Navalny transferred to prison after hunger strike: allies
- Navalny was jailed for two and a half years in February on old embezzlement charges he and his supporters say are politically motivated.
MOSCOW: Jailed Kremlin critic Alexei Navalny has been transferred from a prison hospital back to his penal colony after receiving treatment following a hunger strike, his allies said Monday.
Navalny was jailed for two and a half years in February on old embezzlement charges he and his supporters say are politically motivated.
He was sentenced shortly after returning to Russia from Germany, where he was receiving treatment for a near-fatal poisoning attack with a nerve agent.
President Vladimir Putin's most outspoken domestic critic declared a hunger strike in March to demand proper medical treatment for a growing list of health complaints, including back pain and numbness in his limbs.

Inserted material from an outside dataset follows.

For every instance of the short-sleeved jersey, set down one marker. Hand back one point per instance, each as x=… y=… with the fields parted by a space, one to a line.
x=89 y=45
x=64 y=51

Navalny in April was transferred to a prison hospital in another penal colony as the West warned it would hold the Kremlin responsible for the state of his health.
The opposition politician called off the strike 24 days later.
"Navalny has been transferred back to the Penal Colony No. 2," Navalny's team said on Twitter on Monday.
The prison is located in the town of Pokrov 100 kilometres (60 miles) east of Moscow.
A court in Moscow is considering whether to designate Navalny's political network as an "extremist" organisation, which would remove potential challengers to the ruling United Russia party ahead of parliamentary elections in September.
A decision is expected as early as this week.
Last Friday, Putin approved an anti-extremism law expected to be used to ban his allies from running in elections. The Kremlin chief signed off on the legislation the day Navalny marked his 45th birthday behind bars.
Many of his close allies are either outside Russia or under arrest.
On Sunday, prominent Kremlin critic and former opposition lawmaker Dmitry Gudkov said he had left Russia for Ukraine due to pressure from authorities ahead of the elections.
Citing sources close to the Kremlin, Gudkov, 41, said that if he did not leave he would be arrested over a "fake" criminal case against him.